If the Arizona Agenda
doesn’t remain profitable, who am I going
to write nerdy water articles for?
A more important concern, perhaps, is that Arizona is allowing local water utilities to fall into the hands of conglomerates and investors from other states and countries (like the Canada-based EPCOR, or Wall Street-based Water Asset Management LLC), where absentee management makes profit-driven decisions from a safe distance.
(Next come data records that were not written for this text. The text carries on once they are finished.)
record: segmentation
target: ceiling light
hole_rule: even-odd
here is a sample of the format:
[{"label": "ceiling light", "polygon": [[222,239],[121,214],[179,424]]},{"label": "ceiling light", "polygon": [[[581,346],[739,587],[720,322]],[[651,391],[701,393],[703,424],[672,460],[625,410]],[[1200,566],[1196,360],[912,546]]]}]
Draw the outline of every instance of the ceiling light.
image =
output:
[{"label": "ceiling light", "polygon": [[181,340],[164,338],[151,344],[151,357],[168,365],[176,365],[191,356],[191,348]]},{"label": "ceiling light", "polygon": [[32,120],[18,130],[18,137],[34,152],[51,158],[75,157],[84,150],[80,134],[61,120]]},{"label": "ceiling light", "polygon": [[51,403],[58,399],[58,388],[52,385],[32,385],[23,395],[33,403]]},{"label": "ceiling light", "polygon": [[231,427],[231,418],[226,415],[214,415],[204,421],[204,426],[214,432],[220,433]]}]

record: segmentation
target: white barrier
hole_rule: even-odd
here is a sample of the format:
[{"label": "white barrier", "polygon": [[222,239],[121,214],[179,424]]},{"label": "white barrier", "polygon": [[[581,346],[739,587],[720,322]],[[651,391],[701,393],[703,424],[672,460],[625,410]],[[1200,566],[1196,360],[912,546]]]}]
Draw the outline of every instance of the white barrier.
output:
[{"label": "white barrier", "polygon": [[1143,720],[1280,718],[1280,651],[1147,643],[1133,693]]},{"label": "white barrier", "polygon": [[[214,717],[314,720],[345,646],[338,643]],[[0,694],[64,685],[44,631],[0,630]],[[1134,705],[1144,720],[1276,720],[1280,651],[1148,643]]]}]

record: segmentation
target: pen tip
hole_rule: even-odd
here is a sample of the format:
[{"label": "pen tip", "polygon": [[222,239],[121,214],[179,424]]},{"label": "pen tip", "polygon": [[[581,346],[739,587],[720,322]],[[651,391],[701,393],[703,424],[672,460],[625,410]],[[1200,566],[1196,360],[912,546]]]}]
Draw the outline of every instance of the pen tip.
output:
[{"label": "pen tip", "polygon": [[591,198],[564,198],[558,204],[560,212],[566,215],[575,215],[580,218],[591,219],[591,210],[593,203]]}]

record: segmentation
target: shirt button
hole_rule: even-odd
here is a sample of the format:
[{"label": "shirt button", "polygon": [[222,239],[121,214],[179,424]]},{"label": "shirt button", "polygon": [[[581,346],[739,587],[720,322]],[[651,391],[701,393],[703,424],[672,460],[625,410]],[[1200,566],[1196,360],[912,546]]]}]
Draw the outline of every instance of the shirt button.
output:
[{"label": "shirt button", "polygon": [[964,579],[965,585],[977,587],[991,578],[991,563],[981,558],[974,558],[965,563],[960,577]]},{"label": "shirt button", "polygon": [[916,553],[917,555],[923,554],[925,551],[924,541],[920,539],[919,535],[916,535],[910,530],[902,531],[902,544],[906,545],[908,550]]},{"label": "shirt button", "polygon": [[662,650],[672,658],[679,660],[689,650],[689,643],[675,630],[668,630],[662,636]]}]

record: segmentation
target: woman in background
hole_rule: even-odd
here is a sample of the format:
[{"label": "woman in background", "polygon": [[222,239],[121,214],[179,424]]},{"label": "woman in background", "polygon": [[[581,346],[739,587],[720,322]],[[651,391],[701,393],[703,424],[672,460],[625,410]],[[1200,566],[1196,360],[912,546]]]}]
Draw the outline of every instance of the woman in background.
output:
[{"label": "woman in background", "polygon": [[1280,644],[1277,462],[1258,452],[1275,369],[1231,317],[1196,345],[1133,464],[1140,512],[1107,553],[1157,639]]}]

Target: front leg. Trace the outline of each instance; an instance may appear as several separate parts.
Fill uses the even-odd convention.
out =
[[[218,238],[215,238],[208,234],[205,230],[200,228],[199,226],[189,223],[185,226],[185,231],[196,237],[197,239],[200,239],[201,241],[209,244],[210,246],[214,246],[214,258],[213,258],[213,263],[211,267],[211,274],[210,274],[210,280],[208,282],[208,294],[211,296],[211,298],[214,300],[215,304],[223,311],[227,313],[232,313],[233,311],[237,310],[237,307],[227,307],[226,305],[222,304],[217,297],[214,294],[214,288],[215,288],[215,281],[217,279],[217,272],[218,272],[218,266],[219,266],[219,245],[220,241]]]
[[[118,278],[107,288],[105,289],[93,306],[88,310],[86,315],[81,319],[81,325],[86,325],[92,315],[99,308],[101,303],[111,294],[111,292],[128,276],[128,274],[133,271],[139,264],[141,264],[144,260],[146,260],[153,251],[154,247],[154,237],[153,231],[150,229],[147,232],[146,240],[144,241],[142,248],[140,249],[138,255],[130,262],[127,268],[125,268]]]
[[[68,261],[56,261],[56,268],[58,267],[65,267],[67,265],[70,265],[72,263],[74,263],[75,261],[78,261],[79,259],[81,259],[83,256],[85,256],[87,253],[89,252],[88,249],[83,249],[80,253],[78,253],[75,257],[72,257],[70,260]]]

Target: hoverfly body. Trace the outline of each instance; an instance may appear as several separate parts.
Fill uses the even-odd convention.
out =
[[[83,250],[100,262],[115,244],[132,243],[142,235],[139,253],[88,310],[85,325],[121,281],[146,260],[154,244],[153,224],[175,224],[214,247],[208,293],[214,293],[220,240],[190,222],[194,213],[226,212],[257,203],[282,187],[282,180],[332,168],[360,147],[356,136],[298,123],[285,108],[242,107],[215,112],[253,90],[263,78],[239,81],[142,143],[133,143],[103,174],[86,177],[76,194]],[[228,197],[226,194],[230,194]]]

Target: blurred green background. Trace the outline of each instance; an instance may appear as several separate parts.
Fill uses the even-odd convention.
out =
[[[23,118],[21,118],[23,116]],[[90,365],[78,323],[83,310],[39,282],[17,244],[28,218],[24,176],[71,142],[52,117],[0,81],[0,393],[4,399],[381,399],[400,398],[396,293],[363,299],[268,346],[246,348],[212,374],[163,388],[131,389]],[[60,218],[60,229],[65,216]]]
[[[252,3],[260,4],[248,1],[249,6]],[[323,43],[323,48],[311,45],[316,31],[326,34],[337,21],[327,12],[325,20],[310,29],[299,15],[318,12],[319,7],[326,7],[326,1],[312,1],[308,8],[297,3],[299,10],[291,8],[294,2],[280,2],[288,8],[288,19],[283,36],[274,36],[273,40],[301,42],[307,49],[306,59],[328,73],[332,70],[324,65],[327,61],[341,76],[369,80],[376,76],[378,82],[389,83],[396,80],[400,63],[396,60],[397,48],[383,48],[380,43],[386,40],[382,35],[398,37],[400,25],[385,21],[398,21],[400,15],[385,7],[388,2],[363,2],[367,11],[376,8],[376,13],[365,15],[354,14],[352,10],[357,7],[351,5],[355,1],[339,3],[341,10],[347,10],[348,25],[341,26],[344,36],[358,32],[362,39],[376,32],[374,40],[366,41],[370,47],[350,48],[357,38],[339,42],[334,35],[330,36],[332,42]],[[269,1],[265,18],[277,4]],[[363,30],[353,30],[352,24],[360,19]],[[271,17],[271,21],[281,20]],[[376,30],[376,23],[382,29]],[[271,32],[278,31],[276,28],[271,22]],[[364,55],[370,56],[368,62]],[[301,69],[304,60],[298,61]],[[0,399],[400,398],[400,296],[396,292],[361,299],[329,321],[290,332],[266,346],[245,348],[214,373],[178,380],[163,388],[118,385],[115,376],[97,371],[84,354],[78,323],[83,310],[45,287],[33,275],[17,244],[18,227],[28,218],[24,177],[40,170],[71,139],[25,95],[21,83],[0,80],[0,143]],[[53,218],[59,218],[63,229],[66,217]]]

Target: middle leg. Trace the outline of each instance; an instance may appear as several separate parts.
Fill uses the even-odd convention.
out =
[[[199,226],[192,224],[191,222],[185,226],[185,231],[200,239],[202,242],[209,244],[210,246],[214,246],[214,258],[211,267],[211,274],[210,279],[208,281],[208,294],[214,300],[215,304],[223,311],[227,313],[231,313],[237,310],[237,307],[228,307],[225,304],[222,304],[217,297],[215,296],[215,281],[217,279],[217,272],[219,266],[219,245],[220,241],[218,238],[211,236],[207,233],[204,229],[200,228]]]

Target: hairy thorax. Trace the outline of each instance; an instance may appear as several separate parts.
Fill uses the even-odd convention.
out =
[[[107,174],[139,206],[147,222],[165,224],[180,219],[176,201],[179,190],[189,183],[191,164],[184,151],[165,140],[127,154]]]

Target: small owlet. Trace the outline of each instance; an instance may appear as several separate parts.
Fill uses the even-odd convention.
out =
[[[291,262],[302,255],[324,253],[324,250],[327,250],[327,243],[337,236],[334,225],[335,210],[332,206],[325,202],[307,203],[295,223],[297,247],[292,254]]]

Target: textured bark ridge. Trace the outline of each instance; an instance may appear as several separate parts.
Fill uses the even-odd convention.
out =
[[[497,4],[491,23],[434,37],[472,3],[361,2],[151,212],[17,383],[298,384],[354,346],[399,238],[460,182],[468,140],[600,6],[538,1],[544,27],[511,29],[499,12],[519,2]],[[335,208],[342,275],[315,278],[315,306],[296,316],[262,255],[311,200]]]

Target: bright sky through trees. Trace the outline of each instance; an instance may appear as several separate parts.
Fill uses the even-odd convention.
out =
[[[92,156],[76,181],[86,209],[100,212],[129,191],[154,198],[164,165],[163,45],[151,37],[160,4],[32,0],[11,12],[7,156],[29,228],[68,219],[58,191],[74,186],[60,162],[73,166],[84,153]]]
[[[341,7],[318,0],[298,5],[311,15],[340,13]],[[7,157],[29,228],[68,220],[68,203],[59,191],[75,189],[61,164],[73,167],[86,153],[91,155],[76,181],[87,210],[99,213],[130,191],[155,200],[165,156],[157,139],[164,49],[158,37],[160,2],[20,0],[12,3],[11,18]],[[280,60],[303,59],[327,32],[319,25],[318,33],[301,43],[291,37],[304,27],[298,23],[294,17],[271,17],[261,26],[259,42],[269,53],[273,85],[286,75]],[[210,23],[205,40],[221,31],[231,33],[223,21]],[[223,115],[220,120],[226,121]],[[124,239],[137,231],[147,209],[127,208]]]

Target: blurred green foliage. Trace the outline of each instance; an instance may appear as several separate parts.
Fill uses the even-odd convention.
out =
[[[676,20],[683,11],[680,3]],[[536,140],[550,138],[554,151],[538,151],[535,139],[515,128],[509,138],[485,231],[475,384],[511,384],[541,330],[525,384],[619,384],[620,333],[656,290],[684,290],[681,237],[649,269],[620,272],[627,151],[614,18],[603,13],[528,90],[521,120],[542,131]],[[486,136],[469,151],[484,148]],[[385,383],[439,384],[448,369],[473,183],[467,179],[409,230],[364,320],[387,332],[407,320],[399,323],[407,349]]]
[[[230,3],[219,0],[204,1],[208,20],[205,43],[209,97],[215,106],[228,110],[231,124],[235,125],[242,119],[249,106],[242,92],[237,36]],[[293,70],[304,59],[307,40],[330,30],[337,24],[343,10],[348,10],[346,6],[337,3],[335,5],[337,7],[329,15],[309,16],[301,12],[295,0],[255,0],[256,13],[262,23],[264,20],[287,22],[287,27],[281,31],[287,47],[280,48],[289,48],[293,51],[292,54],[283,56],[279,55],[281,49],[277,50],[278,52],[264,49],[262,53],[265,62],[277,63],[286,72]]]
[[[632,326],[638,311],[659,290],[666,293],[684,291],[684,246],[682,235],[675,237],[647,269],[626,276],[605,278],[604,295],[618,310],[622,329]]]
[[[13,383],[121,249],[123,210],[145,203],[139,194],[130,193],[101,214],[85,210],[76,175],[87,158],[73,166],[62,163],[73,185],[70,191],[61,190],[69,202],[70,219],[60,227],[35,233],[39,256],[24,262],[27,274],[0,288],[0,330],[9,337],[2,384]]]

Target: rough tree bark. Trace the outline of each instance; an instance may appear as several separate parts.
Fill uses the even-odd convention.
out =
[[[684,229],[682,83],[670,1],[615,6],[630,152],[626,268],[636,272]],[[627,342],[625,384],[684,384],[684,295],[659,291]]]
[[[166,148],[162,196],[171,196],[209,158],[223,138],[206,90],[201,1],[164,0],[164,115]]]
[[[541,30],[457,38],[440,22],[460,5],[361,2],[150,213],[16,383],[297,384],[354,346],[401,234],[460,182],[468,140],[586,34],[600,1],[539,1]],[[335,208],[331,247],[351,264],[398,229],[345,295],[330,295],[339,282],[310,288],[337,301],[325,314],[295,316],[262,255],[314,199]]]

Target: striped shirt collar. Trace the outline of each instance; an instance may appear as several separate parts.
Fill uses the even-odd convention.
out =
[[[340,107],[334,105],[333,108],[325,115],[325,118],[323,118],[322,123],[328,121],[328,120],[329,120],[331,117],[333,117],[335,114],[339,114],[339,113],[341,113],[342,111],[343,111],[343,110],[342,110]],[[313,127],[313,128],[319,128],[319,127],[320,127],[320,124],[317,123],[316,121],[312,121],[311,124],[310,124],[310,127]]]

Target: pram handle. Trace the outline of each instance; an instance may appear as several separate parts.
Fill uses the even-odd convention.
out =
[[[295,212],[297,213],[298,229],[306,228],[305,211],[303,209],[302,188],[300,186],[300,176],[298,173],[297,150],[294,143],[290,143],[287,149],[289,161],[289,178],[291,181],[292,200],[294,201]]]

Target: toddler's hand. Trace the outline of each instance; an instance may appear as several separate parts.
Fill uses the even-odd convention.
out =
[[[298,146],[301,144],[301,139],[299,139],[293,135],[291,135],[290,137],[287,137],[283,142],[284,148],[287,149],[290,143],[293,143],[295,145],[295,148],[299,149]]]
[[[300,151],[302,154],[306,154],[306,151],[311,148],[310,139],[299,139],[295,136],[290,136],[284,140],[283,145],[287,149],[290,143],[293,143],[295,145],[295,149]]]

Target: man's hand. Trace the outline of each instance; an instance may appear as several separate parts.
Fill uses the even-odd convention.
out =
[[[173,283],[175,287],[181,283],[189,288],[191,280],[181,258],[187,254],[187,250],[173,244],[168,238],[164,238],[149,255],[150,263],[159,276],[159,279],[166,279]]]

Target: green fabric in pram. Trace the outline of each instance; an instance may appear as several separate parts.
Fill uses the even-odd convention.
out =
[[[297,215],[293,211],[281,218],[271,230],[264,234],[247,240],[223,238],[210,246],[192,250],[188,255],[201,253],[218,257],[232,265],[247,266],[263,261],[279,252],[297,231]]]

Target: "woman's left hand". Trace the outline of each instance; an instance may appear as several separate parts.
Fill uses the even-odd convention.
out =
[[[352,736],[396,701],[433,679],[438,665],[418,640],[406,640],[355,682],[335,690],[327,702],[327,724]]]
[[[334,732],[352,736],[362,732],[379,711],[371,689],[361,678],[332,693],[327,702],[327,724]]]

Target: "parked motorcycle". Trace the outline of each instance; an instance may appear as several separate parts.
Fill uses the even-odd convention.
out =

“Water is the new gold” is the phrase of the day as Colorado River water supplies continue to dry up and groundwater resources continue toward bottoming out. And it’s not hard to imagine how water barons would pursue regulatory capture: Fund ACC candidates who are willing to create “favorable regulatory environments” for water utility investors, increase regulatory burdens on small utilities so that they’re more willing to sell out, “say yes all the time” to the big guys seeking to consolidate and slowly crank up the rates, and support the urban water utility lobbyists when they press back against regulations.4
The solar and renewable energy battlefront will continue to be discussed over cocktails at campaign mixers — it’s easy to drag out arguments about climate change when major interruptions to our daily lives are, for many, a matter of distant-future speculation. But water is different. There is an immediacy to it. As I experienced in my own community — neighbors forget what “politics” even means when it's time to talk about water.
“Slamming” is the transfer of your telephone service from one company to another without your knowledge or consent. “Cramming” is the placement of charges on your telephone bill for services you have not authorized.
After the scandal, ACC Executive Director Jodi Jerich instituted the use of software that creates an archive of text messages sent and received on state-issued phones.
Hearthstone owns 17 water companies in Arizona, Michigan and Texas, and is registered in Montana. Their parent company, Hope Utilities, is registered in West Virginia and also owns six gas utilities.
By the way, ADWR Director Thomas Buschatzke was on the board of directors for Western Urban Water Coalition before taking his current position. WUWC lobbies on behalf of their municipal water provider members, including oppositions to regulations limiting PFAS in water supplies, protections for endangered species, and protective designations for seasonal waterways in the southwest.